Third, plaintiffs argued that Orchid should have disclosed that Oppenheimer told potential bidders that the company was not conducting an auction. The Court reiterated that sophisticated buyers knew that they could have indicated their interest in response to Oppenheimer’s inquiries and found that further disclosures would not be material to a stockholder’s decision.
Fourth, plaintiffs argued that Orchid should have disclosed the reasons why its two largest stockholders decided not to enter tender agreements sought by LabCorp in conjunction with the transaction. The Court confirmed that Orchid should not be held responsible for or otherwise required to report on a third-party stockholder’s thought process.
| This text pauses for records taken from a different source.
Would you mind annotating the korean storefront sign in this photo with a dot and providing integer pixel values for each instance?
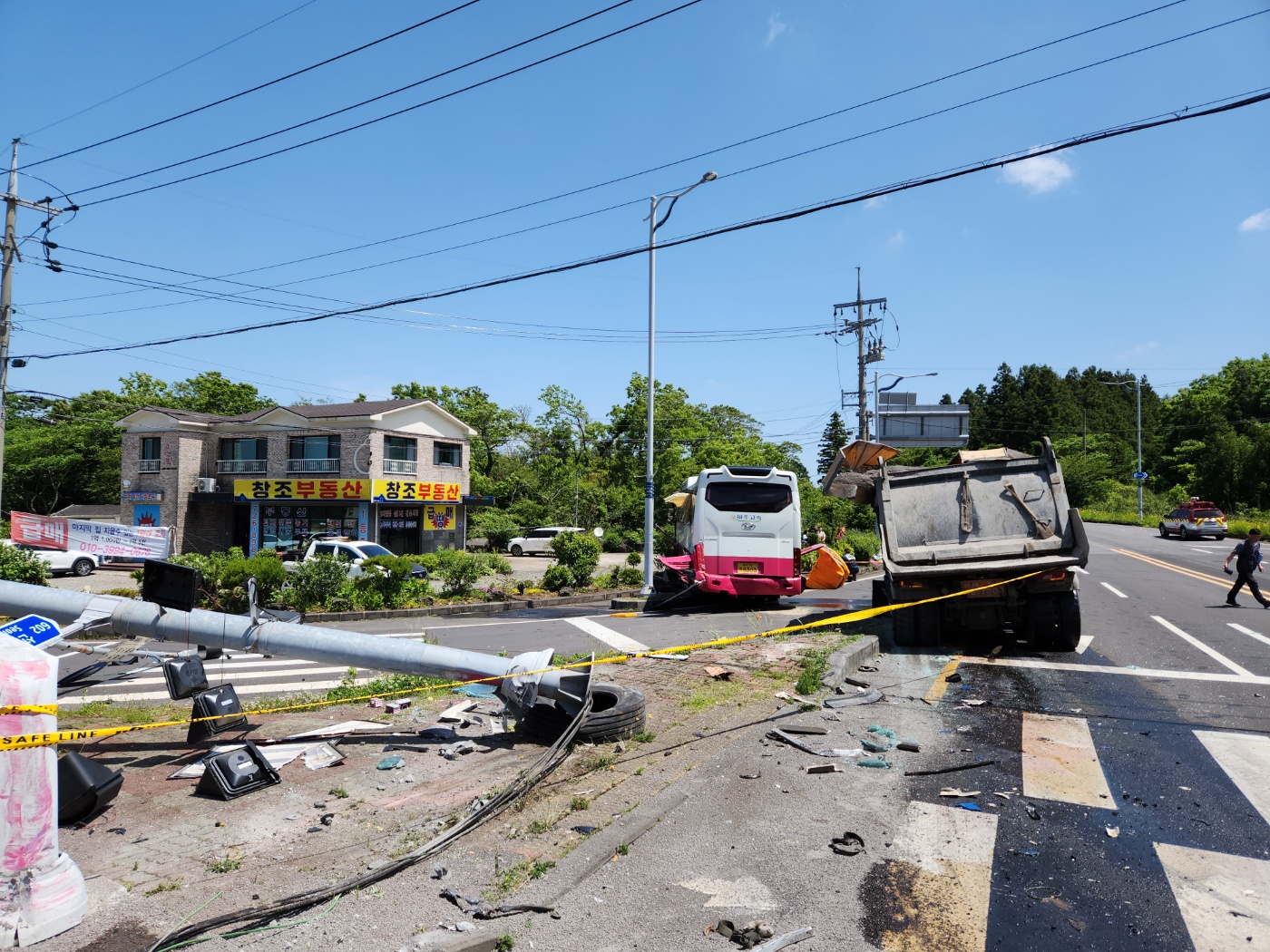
(102, 539)
(248, 491)
(410, 491)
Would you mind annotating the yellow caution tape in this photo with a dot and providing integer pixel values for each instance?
(22, 742)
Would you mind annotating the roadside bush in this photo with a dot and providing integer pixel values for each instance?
(580, 554)
(317, 581)
(556, 578)
(22, 565)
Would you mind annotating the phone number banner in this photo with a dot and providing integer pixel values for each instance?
(408, 491)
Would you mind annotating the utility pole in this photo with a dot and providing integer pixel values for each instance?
(866, 355)
(10, 253)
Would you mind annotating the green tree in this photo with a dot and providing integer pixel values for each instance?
(834, 438)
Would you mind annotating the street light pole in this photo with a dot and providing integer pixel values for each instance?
(892, 386)
(653, 225)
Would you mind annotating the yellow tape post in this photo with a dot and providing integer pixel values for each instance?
(34, 740)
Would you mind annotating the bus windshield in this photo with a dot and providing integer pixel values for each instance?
(748, 497)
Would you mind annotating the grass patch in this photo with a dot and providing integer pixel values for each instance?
(224, 863)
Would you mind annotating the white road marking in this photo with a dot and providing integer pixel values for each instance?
(1248, 632)
(1246, 761)
(1212, 653)
(1222, 898)
(613, 638)
(1111, 669)
(1060, 762)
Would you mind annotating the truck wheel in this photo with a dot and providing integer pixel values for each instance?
(904, 627)
(927, 625)
(1041, 625)
(1069, 621)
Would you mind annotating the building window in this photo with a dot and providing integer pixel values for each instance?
(151, 452)
(399, 454)
(314, 454)
(248, 454)
(447, 454)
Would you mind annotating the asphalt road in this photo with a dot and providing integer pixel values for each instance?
(1127, 806)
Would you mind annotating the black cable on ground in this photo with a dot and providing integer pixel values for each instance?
(550, 759)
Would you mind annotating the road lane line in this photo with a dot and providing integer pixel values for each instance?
(942, 879)
(1212, 653)
(1246, 761)
(1187, 573)
(1222, 898)
(613, 638)
(1111, 669)
(942, 683)
(1060, 762)
(1248, 632)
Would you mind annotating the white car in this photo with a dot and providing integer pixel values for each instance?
(536, 542)
(63, 562)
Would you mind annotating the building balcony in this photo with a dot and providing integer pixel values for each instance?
(406, 467)
(313, 465)
(241, 466)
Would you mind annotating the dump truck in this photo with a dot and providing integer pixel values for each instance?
(975, 526)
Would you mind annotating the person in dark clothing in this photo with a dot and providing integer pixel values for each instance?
(1247, 560)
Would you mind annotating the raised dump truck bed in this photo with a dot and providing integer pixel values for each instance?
(987, 518)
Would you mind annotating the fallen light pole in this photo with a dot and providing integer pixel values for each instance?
(523, 679)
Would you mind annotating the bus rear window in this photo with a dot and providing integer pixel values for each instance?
(748, 497)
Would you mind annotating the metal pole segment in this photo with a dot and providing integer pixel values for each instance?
(308, 643)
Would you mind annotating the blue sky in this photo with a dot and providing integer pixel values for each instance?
(1148, 251)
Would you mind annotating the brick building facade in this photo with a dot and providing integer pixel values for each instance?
(391, 471)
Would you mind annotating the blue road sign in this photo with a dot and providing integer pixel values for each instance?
(34, 630)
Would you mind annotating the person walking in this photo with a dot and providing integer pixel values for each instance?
(1247, 559)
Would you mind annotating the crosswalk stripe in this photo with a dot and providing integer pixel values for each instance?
(613, 638)
(1222, 898)
(1212, 653)
(1060, 762)
(1246, 761)
(937, 888)
(1248, 632)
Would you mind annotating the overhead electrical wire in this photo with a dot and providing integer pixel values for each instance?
(256, 88)
(389, 116)
(174, 69)
(984, 165)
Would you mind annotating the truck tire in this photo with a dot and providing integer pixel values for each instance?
(904, 627)
(927, 625)
(1069, 621)
(1041, 622)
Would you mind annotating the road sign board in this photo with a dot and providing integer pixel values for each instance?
(34, 630)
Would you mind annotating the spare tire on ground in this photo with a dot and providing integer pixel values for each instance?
(618, 714)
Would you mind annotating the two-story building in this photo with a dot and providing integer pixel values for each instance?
(391, 471)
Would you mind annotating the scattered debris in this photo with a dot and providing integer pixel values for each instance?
(950, 770)
(847, 844)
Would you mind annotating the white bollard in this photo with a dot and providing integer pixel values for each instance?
(42, 890)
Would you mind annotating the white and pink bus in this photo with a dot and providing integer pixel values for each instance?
(738, 530)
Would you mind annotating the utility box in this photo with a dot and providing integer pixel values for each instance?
(990, 517)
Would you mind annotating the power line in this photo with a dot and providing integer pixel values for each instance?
(174, 69)
(984, 165)
(257, 88)
(389, 116)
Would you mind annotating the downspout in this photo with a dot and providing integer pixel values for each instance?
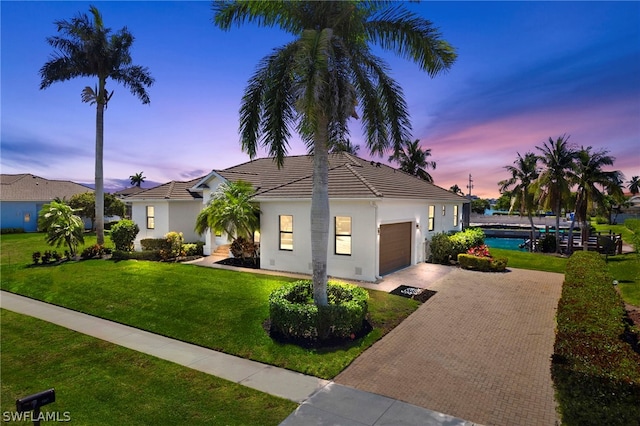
(376, 246)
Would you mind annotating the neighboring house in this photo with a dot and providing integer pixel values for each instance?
(381, 218)
(172, 206)
(22, 197)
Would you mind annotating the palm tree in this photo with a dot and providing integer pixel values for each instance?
(137, 179)
(456, 190)
(524, 173)
(316, 82)
(413, 160)
(587, 176)
(557, 159)
(634, 185)
(61, 225)
(87, 49)
(231, 210)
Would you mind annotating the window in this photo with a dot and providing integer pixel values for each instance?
(151, 219)
(286, 232)
(432, 217)
(343, 235)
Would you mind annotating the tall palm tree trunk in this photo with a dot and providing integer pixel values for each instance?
(558, 226)
(532, 238)
(320, 213)
(99, 172)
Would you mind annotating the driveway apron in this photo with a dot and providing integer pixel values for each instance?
(479, 349)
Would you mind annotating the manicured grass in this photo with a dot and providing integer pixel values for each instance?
(218, 309)
(99, 383)
(533, 261)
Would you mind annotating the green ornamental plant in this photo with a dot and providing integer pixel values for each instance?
(61, 225)
(123, 234)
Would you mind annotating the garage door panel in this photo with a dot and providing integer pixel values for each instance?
(395, 247)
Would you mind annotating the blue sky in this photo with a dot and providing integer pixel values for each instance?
(526, 71)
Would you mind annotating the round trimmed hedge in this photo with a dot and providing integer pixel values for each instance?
(294, 315)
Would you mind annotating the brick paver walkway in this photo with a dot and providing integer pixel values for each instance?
(480, 349)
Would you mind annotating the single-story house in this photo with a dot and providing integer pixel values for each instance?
(381, 217)
(23, 195)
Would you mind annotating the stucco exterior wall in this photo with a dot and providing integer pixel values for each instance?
(20, 214)
(360, 265)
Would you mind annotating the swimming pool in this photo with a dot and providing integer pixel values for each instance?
(505, 243)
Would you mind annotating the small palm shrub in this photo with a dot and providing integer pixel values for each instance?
(294, 315)
(445, 248)
(479, 258)
(548, 243)
(123, 234)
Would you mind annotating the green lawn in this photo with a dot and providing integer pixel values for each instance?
(218, 309)
(624, 268)
(100, 383)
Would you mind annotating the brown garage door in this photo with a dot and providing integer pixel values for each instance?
(395, 247)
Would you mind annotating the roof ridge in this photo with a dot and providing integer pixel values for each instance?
(364, 181)
(172, 184)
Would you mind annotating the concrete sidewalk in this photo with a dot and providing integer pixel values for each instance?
(322, 402)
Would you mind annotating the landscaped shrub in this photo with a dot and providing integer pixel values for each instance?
(174, 240)
(193, 249)
(243, 248)
(123, 234)
(153, 255)
(294, 315)
(595, 370)
(446, 248)
(479, 259)
(95, 251)
(548, 243)
(154, 244)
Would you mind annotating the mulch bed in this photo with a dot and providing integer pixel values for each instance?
(328, 344)
(419, 294)
(240, 263)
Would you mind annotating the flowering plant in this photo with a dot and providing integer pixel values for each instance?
(480, 251)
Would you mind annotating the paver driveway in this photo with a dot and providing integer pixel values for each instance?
(480, 349)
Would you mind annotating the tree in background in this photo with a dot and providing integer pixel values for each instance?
(85, 205)
(553, 184)
(504, 201)
(137, 179)
(343, 146)
(413, 160)
(62, 226)
(316, 82)
(456, 190)
(524, 172)
(87, 49)
(588, 175)
(479, 205)
(231, 210)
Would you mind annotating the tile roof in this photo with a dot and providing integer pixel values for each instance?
(350, 177)
(174, 190)
(28, 187)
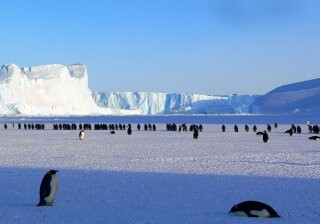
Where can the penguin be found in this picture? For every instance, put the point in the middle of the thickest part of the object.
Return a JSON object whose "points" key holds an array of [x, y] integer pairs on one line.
{"points": [[129, 131], [265, 136], [254, 129], [268, 127], [317, 138], [81, 135], [289, 131], [259, 133], [223, 128], [48, 188], [254, 209], [195, 133]]}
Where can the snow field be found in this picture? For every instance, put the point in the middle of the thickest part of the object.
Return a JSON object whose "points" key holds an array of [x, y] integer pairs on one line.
{"points": [[159, 177]]}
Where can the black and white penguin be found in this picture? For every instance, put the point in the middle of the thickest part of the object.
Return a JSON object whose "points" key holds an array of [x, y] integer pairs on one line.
{"points": [[289, 131], [259, 133], [254, 129], [223, 128], [81, 135], [129, 131], [317, 138], [48, 188], [195, 133], [254, 209], [265, 136]]}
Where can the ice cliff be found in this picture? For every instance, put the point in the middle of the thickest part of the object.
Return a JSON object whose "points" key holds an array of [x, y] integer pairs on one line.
{"points": [[47, 90], [175, 103], [300, 97], [59, 90]]}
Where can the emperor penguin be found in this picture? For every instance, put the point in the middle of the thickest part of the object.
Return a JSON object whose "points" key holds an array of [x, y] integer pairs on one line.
{"points": [[129, 131], [315, 137], [254, 209], [48, 188], [195, 133], [81, 134], [265, 136]]}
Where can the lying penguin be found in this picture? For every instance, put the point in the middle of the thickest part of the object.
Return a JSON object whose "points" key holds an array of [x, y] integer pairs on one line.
{"points": [[254, 209], [315, 137]]}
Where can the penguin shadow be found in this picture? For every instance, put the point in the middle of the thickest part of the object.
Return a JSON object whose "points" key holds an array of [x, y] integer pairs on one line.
{"points": [[129, 197]]}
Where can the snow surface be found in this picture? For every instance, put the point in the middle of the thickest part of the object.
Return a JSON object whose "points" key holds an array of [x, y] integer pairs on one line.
{"points": [[175, 103], [159, 177]]}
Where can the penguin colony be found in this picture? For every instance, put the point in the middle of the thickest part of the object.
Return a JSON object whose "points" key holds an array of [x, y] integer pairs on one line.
{"points": [[49, 184]]}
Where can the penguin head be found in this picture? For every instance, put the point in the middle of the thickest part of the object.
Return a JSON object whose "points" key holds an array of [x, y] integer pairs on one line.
{"points": [[51, 172]]}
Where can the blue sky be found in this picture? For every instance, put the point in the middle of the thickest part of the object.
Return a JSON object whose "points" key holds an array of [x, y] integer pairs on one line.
{"points": [[208, 47]]}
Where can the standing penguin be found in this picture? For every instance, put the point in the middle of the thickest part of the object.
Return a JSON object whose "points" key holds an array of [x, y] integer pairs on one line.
{"points": [[81, 134], [48, 188], [265, 136], [195, 133], [254, 209], [223, 128], [129, 131]]}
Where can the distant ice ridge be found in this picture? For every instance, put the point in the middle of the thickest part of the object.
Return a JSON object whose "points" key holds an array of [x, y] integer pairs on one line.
{"points": [[47, 90], [150, 103], [300, 97]]}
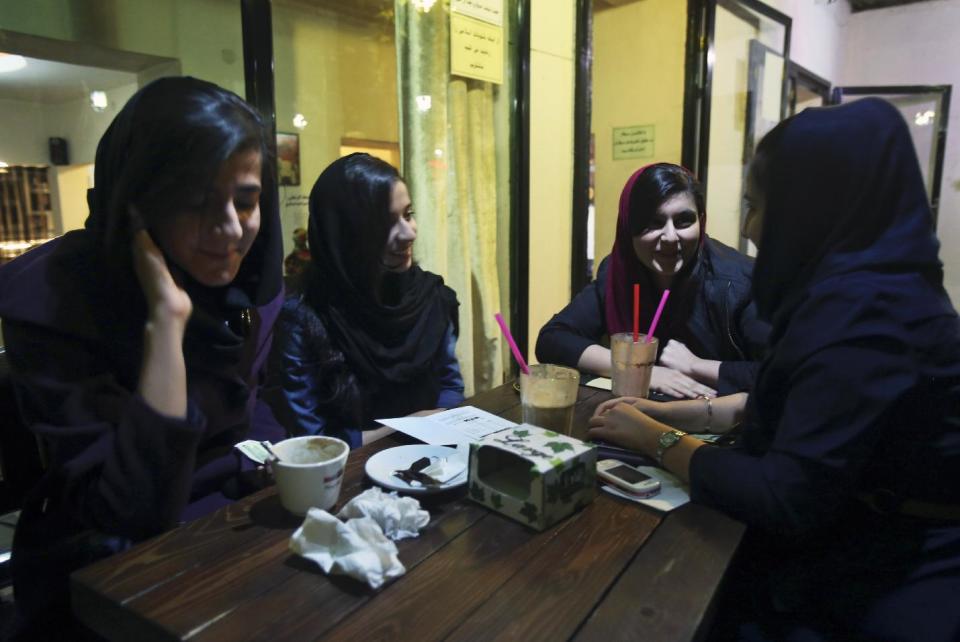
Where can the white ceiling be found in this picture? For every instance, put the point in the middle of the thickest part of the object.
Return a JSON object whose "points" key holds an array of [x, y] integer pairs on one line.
{"points": [[45, 81]]}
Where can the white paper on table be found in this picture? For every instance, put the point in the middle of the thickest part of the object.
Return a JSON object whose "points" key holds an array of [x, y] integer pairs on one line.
{"points": [[673, 493], [603, 383], [454, 426]]}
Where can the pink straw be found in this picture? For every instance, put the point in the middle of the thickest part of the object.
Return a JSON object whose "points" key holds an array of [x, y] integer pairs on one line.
{"points": [[513, 344], [656, 317]]}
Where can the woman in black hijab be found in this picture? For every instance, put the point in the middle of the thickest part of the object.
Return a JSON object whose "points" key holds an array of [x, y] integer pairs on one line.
{"points": [[137, 343], [373, 335], [848, 469]]}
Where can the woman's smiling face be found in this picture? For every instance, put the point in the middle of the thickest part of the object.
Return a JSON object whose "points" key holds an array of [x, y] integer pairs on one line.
{"points": [[398, 252], [670, 239]]}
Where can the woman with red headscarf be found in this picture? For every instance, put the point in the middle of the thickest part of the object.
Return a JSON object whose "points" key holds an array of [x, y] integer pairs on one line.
{"points": [[709, 332]]}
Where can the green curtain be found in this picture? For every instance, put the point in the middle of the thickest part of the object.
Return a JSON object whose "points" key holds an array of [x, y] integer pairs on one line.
{"points": [[455, 146]]}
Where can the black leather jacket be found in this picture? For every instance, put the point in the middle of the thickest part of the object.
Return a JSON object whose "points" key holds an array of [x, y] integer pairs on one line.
{"points": [[722, 322]]}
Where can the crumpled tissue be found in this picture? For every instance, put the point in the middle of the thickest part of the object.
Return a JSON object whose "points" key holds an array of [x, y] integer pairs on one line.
{"points": [[357, 548], [399, 517]]}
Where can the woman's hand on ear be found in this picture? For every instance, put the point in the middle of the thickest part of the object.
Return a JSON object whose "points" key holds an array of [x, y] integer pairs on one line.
{"points": [[166, 300]]}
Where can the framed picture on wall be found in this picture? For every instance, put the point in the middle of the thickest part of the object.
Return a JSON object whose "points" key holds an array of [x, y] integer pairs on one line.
{"points": [[288, 158]]}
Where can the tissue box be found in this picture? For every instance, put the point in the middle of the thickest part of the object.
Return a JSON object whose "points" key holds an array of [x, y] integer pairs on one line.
{"points": [[533, 475]]}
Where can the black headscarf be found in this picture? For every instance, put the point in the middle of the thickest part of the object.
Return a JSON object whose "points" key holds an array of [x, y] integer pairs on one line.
{"points": [[388, 325], [166, 145], [845, 194]]}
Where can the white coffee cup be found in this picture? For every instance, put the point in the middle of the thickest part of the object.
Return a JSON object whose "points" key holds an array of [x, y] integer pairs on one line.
{"points": [[309, 472]]}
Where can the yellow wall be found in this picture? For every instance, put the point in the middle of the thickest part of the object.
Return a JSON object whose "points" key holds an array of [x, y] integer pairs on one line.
{"points": [[341, 74], [71, 185], [638, 77], [727, 124], [552, 37]]}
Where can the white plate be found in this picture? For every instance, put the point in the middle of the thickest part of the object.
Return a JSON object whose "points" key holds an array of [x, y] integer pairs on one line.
{"points": [[381, 466]]}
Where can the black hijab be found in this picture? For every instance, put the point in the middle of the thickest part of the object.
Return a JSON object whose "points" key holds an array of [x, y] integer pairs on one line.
{"points": [[164, 147], [845, 194], [388, 325]]}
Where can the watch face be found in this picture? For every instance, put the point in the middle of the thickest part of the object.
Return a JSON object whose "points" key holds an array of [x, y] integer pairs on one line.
{"points": [[668, 439]]}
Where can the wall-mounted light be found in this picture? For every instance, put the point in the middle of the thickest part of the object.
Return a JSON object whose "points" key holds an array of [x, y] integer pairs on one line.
{"points": [[11, 62], [925, 117], [424, 103], [98, 100], [423, 6]]}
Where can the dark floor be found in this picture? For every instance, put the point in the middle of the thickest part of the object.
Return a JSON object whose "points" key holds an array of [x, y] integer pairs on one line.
{"points": [[7, 524]]}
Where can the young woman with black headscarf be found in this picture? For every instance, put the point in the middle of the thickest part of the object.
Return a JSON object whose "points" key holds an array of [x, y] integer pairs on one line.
{"points": [[709, 334], [373, 335], [848, 468], [137, 343]]}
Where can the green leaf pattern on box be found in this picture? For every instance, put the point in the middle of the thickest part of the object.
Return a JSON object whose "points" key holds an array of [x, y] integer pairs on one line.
{"points": [[559, 472]]}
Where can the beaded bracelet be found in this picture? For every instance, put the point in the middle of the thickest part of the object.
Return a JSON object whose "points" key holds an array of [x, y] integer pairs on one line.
{"points": [[709, 401]]}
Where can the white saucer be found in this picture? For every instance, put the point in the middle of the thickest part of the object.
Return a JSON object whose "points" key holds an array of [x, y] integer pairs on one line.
{"points": [[380, 468]]}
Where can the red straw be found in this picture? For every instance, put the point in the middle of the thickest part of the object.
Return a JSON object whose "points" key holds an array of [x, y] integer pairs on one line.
{"points": [[656, 317], [513, 344]]}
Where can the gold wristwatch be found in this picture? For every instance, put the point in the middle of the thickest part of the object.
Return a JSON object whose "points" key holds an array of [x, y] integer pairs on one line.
{"points": [[666, 441]]}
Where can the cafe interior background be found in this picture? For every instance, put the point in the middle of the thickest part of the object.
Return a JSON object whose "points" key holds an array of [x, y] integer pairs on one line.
{"points": [[516, 171]]}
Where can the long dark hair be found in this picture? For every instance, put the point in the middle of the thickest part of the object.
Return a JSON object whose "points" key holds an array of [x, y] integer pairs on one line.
{"points": [[163, 151], [657, 184]]}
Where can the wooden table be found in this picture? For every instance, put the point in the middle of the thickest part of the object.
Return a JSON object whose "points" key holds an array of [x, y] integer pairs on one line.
{"points": [[615, 570]]}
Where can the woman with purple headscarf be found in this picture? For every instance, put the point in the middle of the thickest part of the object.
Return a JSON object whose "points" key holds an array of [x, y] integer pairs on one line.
{"points": [[709, 332]]}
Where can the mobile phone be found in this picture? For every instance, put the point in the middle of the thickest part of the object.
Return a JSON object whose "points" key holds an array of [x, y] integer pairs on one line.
{"points": [[627, 478]]}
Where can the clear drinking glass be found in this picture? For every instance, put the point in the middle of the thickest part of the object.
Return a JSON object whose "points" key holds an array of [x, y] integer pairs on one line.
{"points": [[548, 395], [632, 364]]}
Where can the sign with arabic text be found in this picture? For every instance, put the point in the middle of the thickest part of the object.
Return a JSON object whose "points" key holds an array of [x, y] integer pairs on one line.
{"points": [[486, 10], [633, 142], [476, 49]]}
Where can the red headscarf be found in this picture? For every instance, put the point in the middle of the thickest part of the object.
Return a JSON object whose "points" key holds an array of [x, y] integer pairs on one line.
{"points": [[625, 268]]}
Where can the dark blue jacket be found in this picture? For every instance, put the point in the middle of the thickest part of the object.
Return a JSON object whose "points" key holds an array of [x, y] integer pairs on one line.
{"points": [[720, 324], [858, 398], [305, 367]]}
Fifth, plaintiffs alleged that additional details regarding conflicts within the Board over negotiations with LabCorp must be disclosed. Although the Registration Statement did not disclose a preliminary 4-to-2 vote to continue negotiations with LabCorp (with the CEO opposing), the Court found that disclosing the CEO’s opposition to the transaction and his abstention from the final vote put the stockholders on notice that there was disagreement within the Board about whether to proceed.
Finding no reasonable probability of success on plaintiffs’ price and process or disclosure claims, the Court briefly commented that the irreparable harm prong counseled against an injunction as well. Finally, in balancing the equities, the Court noted that it should be careful about depriving stockholders of their opportunity to make a choice to tender, especially with a significant premium of 40% to market price, and that this tipped the balance against an injunction.